Scientific installations, historical artefacts and simulations of experiments such as Galileo Galileis telescope and the Virgo Interferometer (a laser interferometer detecting gravitational waves), are in dialogue with works by contemporary and modern artists: from Marcel Duchamp and Allora&Calzadilla, to Laurent Grasso, Peter Fischli and David Weiss, in an immersive journey that gives the public the opportunity to get close to the innovations of modern physics. The large installation Cosmic Concert by Tomás Saraceno, where previous works by the artist seem to converge, encapsulates the entire itinerary, exploring three key concepts closely connected to each other: Spacetime, Limits and Crisis. On this occasion, Saraceno plays both the role of curatorial advisor and artist.
Cosmic Concert is a constellation of artworks trying to turn the invisible structure of the relationships that the Universe is made of into something tangible. Set up at the heart of the exhibition dedicated to the theme of Spacetime, this immersive installation also features historical artefacts such as the Armillary Sphere from the 17th century which was used to study the trajectories of planets, the 1632 edition of the Dialogue concerning the Two Chief World Systems by Galilei, scientific instruments such as the Lisa Pathfinder spacecraft or the Nautilus wave detector, both used in the research on gravitational waves. This section also features an artwork by Marcel Duchamp, 3 Stoppages étalon, and the video The Way Things Go by Peter Fischli and David Weiss.

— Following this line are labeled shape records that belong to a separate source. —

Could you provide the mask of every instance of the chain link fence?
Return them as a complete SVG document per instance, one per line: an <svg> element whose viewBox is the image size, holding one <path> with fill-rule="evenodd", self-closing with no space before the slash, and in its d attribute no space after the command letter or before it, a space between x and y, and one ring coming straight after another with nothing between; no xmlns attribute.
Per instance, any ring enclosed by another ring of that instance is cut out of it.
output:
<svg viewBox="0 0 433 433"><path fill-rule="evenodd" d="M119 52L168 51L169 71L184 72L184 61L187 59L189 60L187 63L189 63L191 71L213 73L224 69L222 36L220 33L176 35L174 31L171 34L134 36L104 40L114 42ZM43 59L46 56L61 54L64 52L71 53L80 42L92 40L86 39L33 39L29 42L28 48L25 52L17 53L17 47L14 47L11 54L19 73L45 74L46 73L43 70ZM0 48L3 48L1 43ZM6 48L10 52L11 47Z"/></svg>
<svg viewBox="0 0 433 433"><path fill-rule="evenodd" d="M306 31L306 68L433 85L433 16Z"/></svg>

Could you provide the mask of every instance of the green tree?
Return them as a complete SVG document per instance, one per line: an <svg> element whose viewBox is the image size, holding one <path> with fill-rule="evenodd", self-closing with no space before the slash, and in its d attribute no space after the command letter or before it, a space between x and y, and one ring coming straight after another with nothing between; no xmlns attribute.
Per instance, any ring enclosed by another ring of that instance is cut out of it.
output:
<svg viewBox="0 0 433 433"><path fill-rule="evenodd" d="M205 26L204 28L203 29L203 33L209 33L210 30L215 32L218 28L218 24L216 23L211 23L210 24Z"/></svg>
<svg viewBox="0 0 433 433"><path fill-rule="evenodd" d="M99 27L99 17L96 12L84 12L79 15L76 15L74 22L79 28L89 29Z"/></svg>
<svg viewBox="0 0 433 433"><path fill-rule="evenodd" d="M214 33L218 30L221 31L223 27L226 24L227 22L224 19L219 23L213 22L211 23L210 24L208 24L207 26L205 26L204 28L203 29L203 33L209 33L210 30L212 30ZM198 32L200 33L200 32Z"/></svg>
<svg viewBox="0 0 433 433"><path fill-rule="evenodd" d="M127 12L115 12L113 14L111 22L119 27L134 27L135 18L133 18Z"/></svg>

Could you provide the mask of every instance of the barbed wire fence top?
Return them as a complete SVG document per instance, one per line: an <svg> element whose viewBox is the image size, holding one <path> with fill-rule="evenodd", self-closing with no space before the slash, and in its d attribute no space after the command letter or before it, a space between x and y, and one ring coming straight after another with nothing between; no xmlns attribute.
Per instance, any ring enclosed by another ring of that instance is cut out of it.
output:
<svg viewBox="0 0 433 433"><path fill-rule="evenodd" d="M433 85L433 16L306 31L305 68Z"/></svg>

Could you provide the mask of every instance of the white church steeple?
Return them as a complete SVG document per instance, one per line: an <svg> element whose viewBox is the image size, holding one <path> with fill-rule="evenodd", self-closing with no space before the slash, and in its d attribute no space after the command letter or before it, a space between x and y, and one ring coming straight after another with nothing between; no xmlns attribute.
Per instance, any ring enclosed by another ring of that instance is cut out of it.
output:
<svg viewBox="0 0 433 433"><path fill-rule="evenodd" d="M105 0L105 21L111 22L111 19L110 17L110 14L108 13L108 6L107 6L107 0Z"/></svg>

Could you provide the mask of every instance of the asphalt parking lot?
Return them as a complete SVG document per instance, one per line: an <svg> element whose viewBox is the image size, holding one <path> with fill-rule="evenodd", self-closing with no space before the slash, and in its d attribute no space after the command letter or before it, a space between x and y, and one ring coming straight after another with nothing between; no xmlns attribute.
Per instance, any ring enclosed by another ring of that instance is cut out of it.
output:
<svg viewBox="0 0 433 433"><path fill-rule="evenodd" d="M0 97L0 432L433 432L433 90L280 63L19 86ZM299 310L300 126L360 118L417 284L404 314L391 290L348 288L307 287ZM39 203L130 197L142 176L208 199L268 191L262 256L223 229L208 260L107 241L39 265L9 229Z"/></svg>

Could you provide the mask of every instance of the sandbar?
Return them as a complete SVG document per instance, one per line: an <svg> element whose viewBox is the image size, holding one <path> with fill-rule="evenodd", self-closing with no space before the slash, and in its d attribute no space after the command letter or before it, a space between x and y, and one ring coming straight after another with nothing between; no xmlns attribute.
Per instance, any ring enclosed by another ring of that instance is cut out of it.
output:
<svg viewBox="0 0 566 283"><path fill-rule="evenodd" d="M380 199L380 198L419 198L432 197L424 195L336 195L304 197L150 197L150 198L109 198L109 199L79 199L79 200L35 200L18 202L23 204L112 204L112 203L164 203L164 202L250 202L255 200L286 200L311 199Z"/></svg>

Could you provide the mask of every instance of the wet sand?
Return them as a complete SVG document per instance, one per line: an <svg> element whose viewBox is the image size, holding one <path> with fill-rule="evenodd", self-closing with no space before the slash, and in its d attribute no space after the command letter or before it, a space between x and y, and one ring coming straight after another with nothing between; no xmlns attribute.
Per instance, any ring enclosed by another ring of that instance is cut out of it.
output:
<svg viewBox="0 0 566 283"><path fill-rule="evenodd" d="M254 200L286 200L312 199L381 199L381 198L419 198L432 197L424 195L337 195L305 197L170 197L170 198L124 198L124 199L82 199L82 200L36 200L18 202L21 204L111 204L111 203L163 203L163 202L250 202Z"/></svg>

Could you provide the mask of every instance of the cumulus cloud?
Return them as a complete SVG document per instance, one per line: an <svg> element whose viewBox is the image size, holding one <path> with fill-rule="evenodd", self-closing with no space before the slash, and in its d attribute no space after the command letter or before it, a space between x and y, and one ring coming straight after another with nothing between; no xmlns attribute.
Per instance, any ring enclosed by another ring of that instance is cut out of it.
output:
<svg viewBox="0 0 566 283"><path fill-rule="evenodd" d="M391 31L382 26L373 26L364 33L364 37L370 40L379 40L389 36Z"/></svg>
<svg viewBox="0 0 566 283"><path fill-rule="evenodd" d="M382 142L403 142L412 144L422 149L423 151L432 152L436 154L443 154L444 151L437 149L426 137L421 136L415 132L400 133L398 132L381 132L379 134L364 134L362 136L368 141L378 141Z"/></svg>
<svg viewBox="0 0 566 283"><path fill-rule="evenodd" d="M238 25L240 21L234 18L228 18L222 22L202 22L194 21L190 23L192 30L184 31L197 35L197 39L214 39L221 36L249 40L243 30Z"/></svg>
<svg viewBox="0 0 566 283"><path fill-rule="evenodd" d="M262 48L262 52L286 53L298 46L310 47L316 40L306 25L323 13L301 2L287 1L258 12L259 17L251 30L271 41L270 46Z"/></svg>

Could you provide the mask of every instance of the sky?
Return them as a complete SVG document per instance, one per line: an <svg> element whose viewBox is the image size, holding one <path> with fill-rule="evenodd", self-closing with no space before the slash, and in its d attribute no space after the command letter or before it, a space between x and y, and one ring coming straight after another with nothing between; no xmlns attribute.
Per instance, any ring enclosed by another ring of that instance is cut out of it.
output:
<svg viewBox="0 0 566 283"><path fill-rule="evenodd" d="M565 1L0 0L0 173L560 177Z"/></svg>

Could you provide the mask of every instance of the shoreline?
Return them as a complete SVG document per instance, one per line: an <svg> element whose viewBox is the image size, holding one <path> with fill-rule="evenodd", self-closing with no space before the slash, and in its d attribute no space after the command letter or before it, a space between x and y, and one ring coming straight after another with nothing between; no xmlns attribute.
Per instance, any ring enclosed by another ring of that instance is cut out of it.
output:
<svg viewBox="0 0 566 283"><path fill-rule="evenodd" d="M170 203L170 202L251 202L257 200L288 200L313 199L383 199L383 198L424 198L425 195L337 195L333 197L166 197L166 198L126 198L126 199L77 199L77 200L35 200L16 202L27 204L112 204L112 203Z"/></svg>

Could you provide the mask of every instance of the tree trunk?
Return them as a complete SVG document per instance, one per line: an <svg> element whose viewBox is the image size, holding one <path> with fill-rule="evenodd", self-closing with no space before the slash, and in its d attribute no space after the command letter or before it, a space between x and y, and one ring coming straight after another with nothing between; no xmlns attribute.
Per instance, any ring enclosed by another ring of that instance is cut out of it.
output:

Over the centuries, the several instruments used by men to understand reality have become increasingly powerful and accurate, widening our field of observation and the horizons of our knowledge. The section entitled Limits describes the experience of the limits of our knowledge. The Big Bangs fossile sound, the remote echo still permeating the Universe today, is at the centre of Laurent Grassos work The Horn Perspective. This work is a reflection on the world and the Universe that are impossible to detect with our senses alone, and it is displayed together with the AMS (Alpha Magnetic Spectrometer) detector, currently operating on board of the International Space Station, searching for primordial antimatter particles and potential traces of dark matter in cosmic rays.
The itinerary ends with an area dedicated to crisis, one of the most frequently used words in our daily lives which actually has a positive connotation in the field of knowledge: only by going through a crisis and questioning ones beliefs, it is possible to change models and therefore evolve. Next to the Gravity Pit, an exhibit to experiment with gravitational dynamics, visitors will see an interactive video installation called Curving space, where they can literally "plunge" into the concept of spacetime and work on its mass by deforming it. Finally, the video installation The Great Silence by Allora & Calzadilla, made by the artists in collaboration with sci-fi writer Ted Chiang, is a reflection on human beings relationship with the world and the Universe.
Gravity. Imaging the Universe after Einstein attempts to unveil the underlying depths of the known Universe, as well as the mechanisms linking all the people involved the quest for knowledge, in a collective process where artists, scientists and philosophers play an equally significant role. This is why, alongside the exhibition, there is a broad programme of events to delve deeper into the subject, entitled Gravity. Beyond the exhibition.